I think it would be easier to list actions involved in a FSBO rather
than explaining them. Once again, remember this is off the top of my head and may
not be an all inclusive list (if you know I have missed something please email
me using the link below and I will make the correction/addition):
· Sale Price. I used the amounts the realtors gave me to determine a start point. Then as incentive to buyers, I listed a little bit lower because buyers realize there is already a savings incurred since I am selling the house FSBO.
· Advertising. This was a problem. Locally, TV, newspapers, and the Post Housing office were really all I could find (again, motivation for this site). Since then however, I have realized it helps to list at other posts, school houses (Basic training/courses, advanced courses, etc…), and of course pcsrealty.com.
· Time. Preparing the house to sell will happen regardless, but now you will be the one taking calls, setting up showings, giving/allowing walk thru’s, setting up inspections, arranging the close, etc…
· Feelings. This might sound crazy at first but believe me, if you do a FSBO you will experience a range of emotions! For instance, being insulted by a low offer, hearing comments about the way you have decorated your house, etc… You CANNOT allow yourself to take these things personally. After all, the buyer is trying to save as much as you are trying to make.
· Negotiating. In accordance with dealing with feelings, you need to have an understanding of what to expect when you finally receive an offer. Negotiating is an art, and you need to do your homework to understand the true value of your house and realize when a good offer is presented. Remember don’t take it personally!
· Developing the contract. This is very important that you understand this process. Once again, I had a bad experience taking another soldier at his word, and did not have our “understanding” put into the contract and as a result cost myself about $3,000 dollars. You also have to find the lawyer to draw up the contract, set up the time, and make it happen. This is often difficult for us because the buyer is usually located in another state. The contract can of course be sent through the mail, fax, or email, signed and returned, but be sure to read it carefully! Once again, educate yourself on this process as well so you know what to expect.
Closing. I have not closed
on a FSBO as a seller so I am not exactly sure about the process, but when I
bought my first home from a FSBO, my local lender set up the close through a
local law firm.
· It takes time. I recommend selecting a realtor after you interview at least 5 and tell them you are going to attempt a FSBO till a certain date, then get some help.
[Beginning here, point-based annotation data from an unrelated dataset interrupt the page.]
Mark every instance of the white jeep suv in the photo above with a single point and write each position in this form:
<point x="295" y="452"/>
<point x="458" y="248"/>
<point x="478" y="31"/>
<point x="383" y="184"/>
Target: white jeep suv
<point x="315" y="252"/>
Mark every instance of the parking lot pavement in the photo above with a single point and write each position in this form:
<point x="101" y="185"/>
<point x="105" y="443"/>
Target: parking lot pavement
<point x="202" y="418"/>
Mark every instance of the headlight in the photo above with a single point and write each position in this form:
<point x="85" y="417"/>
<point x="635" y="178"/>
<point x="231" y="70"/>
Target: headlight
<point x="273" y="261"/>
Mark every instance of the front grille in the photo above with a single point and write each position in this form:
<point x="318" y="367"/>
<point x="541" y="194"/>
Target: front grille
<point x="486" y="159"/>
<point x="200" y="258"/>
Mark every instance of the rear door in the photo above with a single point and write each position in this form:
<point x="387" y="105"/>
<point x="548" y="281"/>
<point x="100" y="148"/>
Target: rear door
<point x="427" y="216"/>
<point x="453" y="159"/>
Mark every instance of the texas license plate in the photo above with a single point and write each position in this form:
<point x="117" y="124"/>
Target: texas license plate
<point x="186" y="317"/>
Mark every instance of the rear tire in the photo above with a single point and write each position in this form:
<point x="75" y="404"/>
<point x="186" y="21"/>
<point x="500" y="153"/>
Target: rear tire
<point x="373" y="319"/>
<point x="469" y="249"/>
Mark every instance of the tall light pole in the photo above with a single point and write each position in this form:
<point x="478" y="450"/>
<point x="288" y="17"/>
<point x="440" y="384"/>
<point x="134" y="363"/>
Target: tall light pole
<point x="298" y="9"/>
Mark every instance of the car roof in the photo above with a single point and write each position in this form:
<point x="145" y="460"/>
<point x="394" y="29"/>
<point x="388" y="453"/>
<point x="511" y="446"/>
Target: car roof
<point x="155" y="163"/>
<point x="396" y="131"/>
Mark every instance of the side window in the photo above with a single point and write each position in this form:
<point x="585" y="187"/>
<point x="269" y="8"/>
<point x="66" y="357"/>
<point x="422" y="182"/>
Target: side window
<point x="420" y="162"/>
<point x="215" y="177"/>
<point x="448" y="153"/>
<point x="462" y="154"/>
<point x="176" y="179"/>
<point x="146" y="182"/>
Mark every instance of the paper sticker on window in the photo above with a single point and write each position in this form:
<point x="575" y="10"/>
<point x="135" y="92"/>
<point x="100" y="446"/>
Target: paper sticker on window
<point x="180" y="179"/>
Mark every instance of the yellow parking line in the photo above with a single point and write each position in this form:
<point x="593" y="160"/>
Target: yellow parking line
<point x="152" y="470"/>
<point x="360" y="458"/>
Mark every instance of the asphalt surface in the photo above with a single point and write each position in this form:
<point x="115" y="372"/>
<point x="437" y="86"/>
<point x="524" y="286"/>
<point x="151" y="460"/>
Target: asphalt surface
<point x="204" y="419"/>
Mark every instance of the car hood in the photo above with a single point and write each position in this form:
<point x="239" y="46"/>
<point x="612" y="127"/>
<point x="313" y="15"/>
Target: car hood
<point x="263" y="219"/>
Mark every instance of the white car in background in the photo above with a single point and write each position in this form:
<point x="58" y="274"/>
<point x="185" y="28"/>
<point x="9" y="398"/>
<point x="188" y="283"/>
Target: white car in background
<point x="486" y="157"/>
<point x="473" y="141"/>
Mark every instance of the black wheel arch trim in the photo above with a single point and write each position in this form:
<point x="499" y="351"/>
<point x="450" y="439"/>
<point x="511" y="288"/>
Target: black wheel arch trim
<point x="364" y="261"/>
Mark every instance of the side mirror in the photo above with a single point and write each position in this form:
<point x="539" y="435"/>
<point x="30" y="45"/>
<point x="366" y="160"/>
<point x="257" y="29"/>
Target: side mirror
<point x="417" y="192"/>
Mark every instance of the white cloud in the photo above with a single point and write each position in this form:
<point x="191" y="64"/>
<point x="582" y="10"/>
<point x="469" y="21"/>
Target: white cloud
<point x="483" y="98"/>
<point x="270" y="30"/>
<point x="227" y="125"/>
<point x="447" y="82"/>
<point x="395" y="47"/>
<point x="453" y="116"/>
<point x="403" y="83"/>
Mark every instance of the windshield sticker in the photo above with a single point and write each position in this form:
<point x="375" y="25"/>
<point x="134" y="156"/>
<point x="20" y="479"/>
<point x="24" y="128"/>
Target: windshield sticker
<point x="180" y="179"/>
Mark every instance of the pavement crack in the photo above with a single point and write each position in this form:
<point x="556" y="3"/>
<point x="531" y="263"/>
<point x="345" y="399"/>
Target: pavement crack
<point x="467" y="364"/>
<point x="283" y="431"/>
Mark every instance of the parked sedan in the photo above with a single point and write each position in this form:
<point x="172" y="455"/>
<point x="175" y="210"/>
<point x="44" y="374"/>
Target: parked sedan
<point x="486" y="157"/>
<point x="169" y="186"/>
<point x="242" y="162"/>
My experience tells me it could still take some time after signing with a realtor.
· Be patient, kind, and courteous. Be thick skinned and be prepared to get your feelings hurt. Don’t take it personally and always be professional.
· Your dream home is not necessarily someone else’s dream home.
· Be realistic about profit. You can’t expect to make $20,000 if you have only owned your home 2 years.
· It is not an easy process. It may sound like a simple process, but it is not always.
· All in all it’s probably worth it because it saves you money. But don’t be surprised if your hair turns gray during the process. Just kidding, only you can decide if FSBO is right for you.
· Don’t be afraid to try it for a while you can always change your mind and go with a realtor, who knows-you might get lucky?